L’arrivée
Mardi matin, sous un léger crachin à Philadelphie. Ça n’empêche pas une vingtaine de membres de l’orchestre de partir de l’hôtel à pied vers 10 h, direction les célèbres « marches de Rocky », devant le Museum of Art de Philadelphie. Certains y vont à la course, la plupart en marchant, mais tous vont les gravir deux par deux jusqu’en haut. Pour rendre hommage au film, bien sûr, mais il y a aussi une symbolique de victoire derrière ce geste.
L’Orchestre Métropolitain (OM) est sur la route depuis samedi matin déjà.
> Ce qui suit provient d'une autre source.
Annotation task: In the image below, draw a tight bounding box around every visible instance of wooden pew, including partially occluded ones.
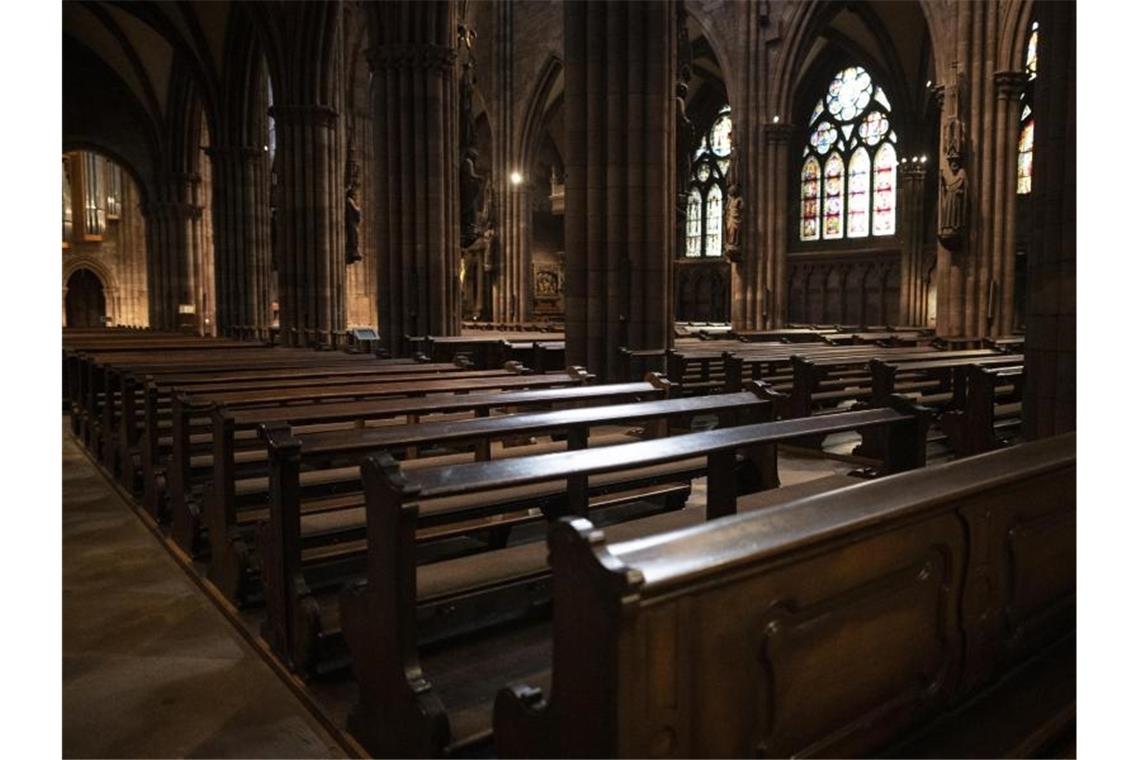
[96,349,419,493]
[341,400,926,757]
[205,378,668,605]
[65,344,355,450]
[941,363,1023,457]
[869,352,1023,408]
[790,348,996,417]
[100,353,453,480]
[258,386,777,673]
[494,434,1076,758]
[150,367,579,526]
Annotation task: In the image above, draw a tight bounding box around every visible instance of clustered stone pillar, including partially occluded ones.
[270,105,345,345]
[993,72,1028,335]
[937,2,1023,336]
[207,146,270,336]
[115,178,148,327]
[368,39,461,351]
[752,123,796,329]
[564,1,676,379]
[1021,2,1076,439]
[898,161,927,325]
[143,175,202,332]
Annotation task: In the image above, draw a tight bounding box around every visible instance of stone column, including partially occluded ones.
[898,161,927,325]
[992,72,1027,335]
[757,123,796,329]
[564,1,676,379]
[1021,2,1077,439]
[936,3,1024,336]
[207,146,270,335]
[143,189,202,330]
[368,34,459,351]
[270,105,345,345]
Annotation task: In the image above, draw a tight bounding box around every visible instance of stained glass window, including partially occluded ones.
[871,142,898,235]
[685,187,702,256]
[799,66,898,240]
[1017,22,1037,195]
[63,157,72,243]
[80,152,107,236]
[799,156,820,240]
[847,147,871,237]
[828,66,873,122]
[705,185,724,256]
[1025,22,1037,80]
[823,153,844,240]
[685,106,732,258]
[1017,119,1033,195]
[104,161,123,219]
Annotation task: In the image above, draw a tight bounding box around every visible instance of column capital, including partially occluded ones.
[898,161,926,182]
[269,104,340,129]
[139,201,202,221]
[994,71,1029,100]
[930,84,946,109]
[764,122,796,145]
[206,145,266,161]
[365,43,456,73]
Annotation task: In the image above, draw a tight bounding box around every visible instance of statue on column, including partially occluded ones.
[344,157,364,264]
[724,182,744,263]
[269,156,283,272]
[938,156,966,240]
[938,68,968,248]
[459,147,487,248]
[938,116,968,248]
[674,2,695,251]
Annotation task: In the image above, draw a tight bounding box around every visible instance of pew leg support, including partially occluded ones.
[341,586,450,758]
Trois bus ont quitté Montréal en direction de Worcester, près de Boston, où les musiciens ont joué en après-midi dimanche. En tout, un peu plus de 73 instrumentistes ont fait le voyage, plus quelques membres de l’administration et de l’équipe technique. Et un immense camion-remorque, qui transporte leurs précieux instruments.
Lundi était une journée libre, d’autant qu’ils sont arrivés tard en soirée dimanche, après leur concert d’après-midi au Mechanic Hall de Worcester. Ils en ont donc profité pour visiter la ville, mais les choses reprennent pour vrai ce mardi : il y aura une « acoustique » en fin d’après-midi, puis un concert le soir, au Verizon Hall.
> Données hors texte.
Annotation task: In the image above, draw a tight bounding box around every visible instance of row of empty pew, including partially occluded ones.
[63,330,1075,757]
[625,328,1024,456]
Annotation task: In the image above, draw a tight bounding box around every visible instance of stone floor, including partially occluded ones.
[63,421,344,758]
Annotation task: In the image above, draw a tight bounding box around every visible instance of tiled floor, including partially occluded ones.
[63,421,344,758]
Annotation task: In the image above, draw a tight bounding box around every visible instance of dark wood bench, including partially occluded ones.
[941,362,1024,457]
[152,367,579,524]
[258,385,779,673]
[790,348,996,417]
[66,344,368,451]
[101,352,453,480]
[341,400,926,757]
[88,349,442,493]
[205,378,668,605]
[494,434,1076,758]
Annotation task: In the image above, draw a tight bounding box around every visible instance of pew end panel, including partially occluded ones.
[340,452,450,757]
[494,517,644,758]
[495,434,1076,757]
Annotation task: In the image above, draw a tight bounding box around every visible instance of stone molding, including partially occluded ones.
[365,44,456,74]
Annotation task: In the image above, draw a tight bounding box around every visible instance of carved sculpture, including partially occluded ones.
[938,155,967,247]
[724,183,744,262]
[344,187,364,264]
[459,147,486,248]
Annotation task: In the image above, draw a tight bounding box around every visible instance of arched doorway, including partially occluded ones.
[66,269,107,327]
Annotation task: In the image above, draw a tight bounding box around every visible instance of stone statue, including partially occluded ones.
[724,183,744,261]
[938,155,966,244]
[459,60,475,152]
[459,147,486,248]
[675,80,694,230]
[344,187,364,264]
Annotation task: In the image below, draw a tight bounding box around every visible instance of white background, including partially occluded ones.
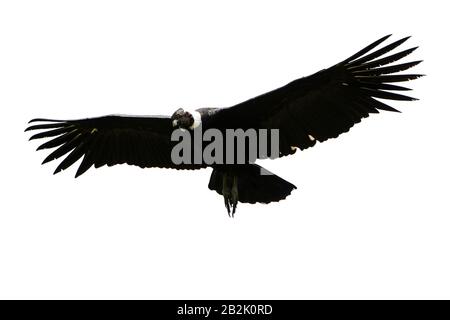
[0,0,450,299]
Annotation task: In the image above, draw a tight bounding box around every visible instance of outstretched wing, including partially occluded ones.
[25,115,205,177]
[209,36,421,155]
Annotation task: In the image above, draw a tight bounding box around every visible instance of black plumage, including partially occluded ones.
[26,36,421,213]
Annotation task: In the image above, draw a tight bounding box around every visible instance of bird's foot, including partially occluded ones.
[222,174,238,217]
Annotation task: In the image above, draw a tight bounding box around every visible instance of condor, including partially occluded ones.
[26,35,421,215]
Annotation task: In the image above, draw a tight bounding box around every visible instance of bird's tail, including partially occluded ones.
[208,164,297,203]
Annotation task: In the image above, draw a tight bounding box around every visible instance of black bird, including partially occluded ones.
[26,35,422,215]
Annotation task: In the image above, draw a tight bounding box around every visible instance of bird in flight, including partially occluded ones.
[26,35,422,216]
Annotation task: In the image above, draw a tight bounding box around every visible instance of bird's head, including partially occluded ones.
[171,108,194,129]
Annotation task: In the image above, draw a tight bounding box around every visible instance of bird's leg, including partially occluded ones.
[222,172,231,216]
[231,175,239,217]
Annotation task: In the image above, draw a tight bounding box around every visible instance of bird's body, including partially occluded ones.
[27,36,420,214]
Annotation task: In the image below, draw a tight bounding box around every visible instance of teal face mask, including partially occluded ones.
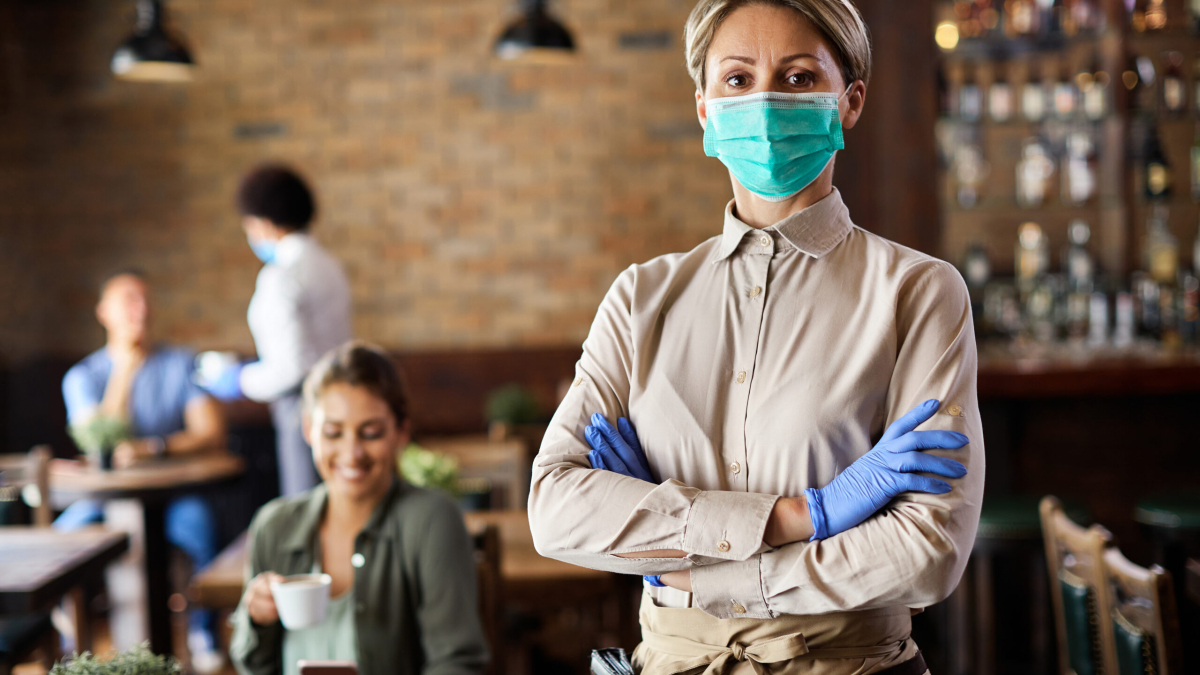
[704,88,850,202]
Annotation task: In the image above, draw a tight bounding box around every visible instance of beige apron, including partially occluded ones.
[634,593,919,675]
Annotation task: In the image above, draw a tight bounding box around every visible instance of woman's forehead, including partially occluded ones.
[708,2,834,64]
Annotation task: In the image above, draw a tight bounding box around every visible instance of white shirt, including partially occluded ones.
[241,232,353,402]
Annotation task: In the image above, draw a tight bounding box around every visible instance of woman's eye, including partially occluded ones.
[787,72,812,86]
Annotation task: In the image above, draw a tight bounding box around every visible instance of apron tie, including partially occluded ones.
[642,627,896,675]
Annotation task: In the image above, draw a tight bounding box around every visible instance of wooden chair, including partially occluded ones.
[1104,548,1182,675]
[0,446,57,675]
[1039,496,1117,675]
[472,525,504,675]
[0,446,53,527]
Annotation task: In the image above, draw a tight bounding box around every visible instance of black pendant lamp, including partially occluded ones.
[112,0,196,82]
[496,0,575,61]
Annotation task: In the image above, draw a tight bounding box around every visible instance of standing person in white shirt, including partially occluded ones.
[201,165,353,495]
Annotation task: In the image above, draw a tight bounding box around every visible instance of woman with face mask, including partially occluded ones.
[529,0,984,675]
[203,165,353,495]
[229,342,487,675]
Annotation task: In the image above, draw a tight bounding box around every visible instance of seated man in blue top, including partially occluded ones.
[54,271,226,673]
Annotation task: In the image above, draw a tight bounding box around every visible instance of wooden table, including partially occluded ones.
[0,526,130,615]
[1183,557,1200,604]
[50,453,245,655]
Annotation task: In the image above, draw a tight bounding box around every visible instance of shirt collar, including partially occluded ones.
[275,232,308,267]
[714,187,852,261]
[282,478,409,551]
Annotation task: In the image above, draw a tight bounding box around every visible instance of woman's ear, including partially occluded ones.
[841,79,866,129]
[300,411,312,448]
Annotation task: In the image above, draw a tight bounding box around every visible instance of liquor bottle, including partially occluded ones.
[1061,125,1096,207]
[1162,52,1188,115]
[1021,64,1046,123]
[1146,204,1180,286]
[1112,291,1138,348]
[1054,62,1076,119]
[1146,0,1166,30]
[1126,0,1148,32]
[1190,120,1200,200]
[1015,222,1050,292]
[988,61,1013,123]
[1016,138,1054,207]
[1004,0,1038,37]
[1075,54,1109,121]
[1142,124,1171,202]
[959,65,983,121]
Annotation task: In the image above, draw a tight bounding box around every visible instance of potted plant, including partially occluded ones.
[50,645,184,675]
[67,414,132,471]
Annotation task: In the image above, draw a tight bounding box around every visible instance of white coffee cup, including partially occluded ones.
[271,574,334,631]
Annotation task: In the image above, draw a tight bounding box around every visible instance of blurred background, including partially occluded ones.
[0,0,1200,675]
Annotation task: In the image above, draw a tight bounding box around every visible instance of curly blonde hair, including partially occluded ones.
[683,0,871,91]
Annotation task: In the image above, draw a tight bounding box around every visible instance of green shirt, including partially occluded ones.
[229,480,487,675]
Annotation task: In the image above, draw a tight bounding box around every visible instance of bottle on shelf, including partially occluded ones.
[1015,222,1050,292]
[1142,124,1171,202]
[1146,204,1180,286]
[1062,219,1096,340]
[959,64,983,123]
[1061,125,1097,207]
[1075,54,1110,121]
[1190,120,1200,203]
[1145,0,1166,31]
[988,61,1013,123]
[1021,62,1046,123]
[1162,52,1188,117]
[1126,0,1150,32]
[1054,61,1076,119]
[1016,138,1054,205]
[1004,0,1038,37]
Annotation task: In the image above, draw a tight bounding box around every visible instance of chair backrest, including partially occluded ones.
[1104,548,1182,675]
[472,525,504,673]
[1039,496,1116,675]
[0,446,53,527]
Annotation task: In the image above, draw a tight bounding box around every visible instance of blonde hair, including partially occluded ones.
[683,0,871,92]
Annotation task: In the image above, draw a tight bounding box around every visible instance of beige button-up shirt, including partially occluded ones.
[529,190,984,617]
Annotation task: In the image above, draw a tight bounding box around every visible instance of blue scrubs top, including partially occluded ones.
[62,347,205,437]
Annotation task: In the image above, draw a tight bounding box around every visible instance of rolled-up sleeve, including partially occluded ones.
[691,261,984,617]
[529,265,778,574]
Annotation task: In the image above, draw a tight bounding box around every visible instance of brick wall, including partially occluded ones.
[0,0,936,363]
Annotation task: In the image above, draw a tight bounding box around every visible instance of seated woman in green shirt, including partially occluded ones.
[229,342,487,675]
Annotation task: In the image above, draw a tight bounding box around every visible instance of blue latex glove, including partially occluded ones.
[583,413,658,484]
[205,364,242,401]
[804,399,968,540]
[583,413,666,589]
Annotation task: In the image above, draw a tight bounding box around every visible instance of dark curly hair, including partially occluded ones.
[238,165,317,229]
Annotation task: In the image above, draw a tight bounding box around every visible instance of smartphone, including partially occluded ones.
[298,659,359,675]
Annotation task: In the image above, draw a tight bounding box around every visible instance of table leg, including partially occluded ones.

L’orchestre fondé en 1981 en est à sa troisième tournée à vie : la première a eu lieu en 2017 en Europe, et la deuxième, en 2019, l’avait mené également à Philadelphie et à New York. « Être réinvité aux deux endroits, ça fait plaisir, et ça met encore plus en confiance, confie le chef Yannick Nézet-Séguin. C’est comme ça que je le sens cette fois. Le résultat, c’est qu’on joue encore mieux. »
L’hôtel
En marchant dans les couloirs de l’hôtel pendant la journée, on entend derrière les portes closes les sons des instruments qui s’échappent... Plusieurs musiciens profitent de leur temps libre pour s’exercer. Nous avons cogné pour discuter avec quelques-uns d’entre eux.
La répétition
À 17 h, c’est l’heure de l’acoustique au Verizon Hall. C’est moins une répétition que l’occasion pour l’orchestre d’apprivoiser cette immense salle moderne, qui a été conçue par les mêmes acousticiens que la Maison symphonique à Montréal. Le PDG de l’Orchestre de Philadelphie, Matías Tarnopolsky, les accueille. « Nous sommes vraiment heureux de vous avoir ici, nous gardons d’excellents souvenirs de votre passage en 2019. » Mais, comme tout le monde l’a mentionné pendant la journée, cette fois-ci est particulièrement émouvante puisque dans un mois environ, c’est l’Orchestre de Philadelphie qui viendra se produire à Montréal.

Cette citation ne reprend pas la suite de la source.